Interestingly, our findings ex vivo were replicable in an infection assay in vitro, and we found that the expansion of SCM subset is due to an upregulation of Fas receptor on naive cells. Previous studies demonstrated increased CD95 density on the surfaces of CD4+ T cells during HIV-1 infection (29, 30), suggesting that CD95 upregulation on CD4+ T cells occurs as a result of increased tumor necrosis factor alpha and gamma interferon secretion by CD4+ T cells, which is in turn caused by HIV-1 envelope-mediated cross-linking of CD4+ molecules (31). However, it is unclear whether these CD95+ CD4+ T cells already encountered cognate antigen and can therefore be considered true antigen-experienced memory cells. This is also true for most of publications investigating SCM during HIV-1/SIV-1 infection using similar methods and will warrant further investigations (16, 23, 32, 33).

To further understand CD4+ T memory cell dynamics, we investigated the degree of HIV-1 replication within the individual subsets and observed substantial differences in HIV-1 infection of memory subsets. Similar to previous studies (3, 3436), we found the highest levels of HIV-1 replication in EM and TM and the lowest level in naive cells. The main reason for the preferential infection of highly mature CD4+ T cells is, supposedly, different densities of CCR5 coreceptors on the surfaces of these cells (34). It has been demonstrated that the degree of CCR5 expression in each subset increases with the maturation status but slightly declines in TE (31, 34). Remarkably, we observed the exact same pattern of HIV-1 replication and integration in different memory subsets. When exposed to R5-tropic virus, naive cells proved to be the most resistant to infection. The frequency of infected cells gradually increased in SCM, CM, and TE and reached the highest level in TM and EM. Together with the effects of HIV-1 causing expansion of some subsets, a different susceptibility to infection offers a tempting explanation for observed CD4+ T cell subset dynamics, since we observed a slow but persistent decrease in the frequency of more susceptible subsets toward the end of the acute phase of infection. The EM depletion that took place during this phase may also be explained by Fas-mediated cell death since it has been previously demonstrated that EM show higher susceptibility to Fas-mediated apoptosis compared to CM or naive CD4+ T cells (37, 38).
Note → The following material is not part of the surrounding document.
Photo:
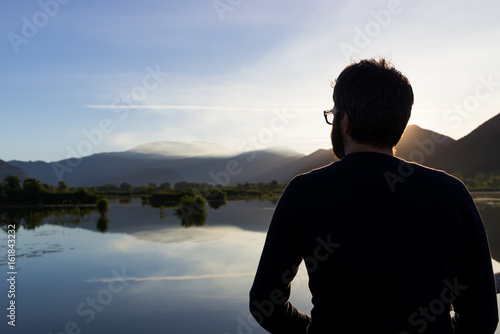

Interestingly, we did not observe an equal expansion of SCM or Fas receptor upregulation in all donors. While the frequency of SCM greatly increased in some individuals, others showed only little SCM expansion. However, SCM expansion was highly associated with the level of productive HIV-1 infection. Furthermore, our clinical findings revealed a positive correlation between the degree of SCM expansion and viral load at the early set point of acute infection. It is surprising how well CD95 not only describes the level of productively infected CD4+ cells but also disease outcome. The mechanism of this association remains unclear but it is plausible that Fas-mediated killing of CD4+ T cells, which is a reason for massive depletion of CD4+ T cells during acute HIV-1 infection, induces apoptosis of preferentially uninfected cells and a mechanism of bystander cell death (34, 39). This will relatively increase the frequency of infected CD4+ T cells.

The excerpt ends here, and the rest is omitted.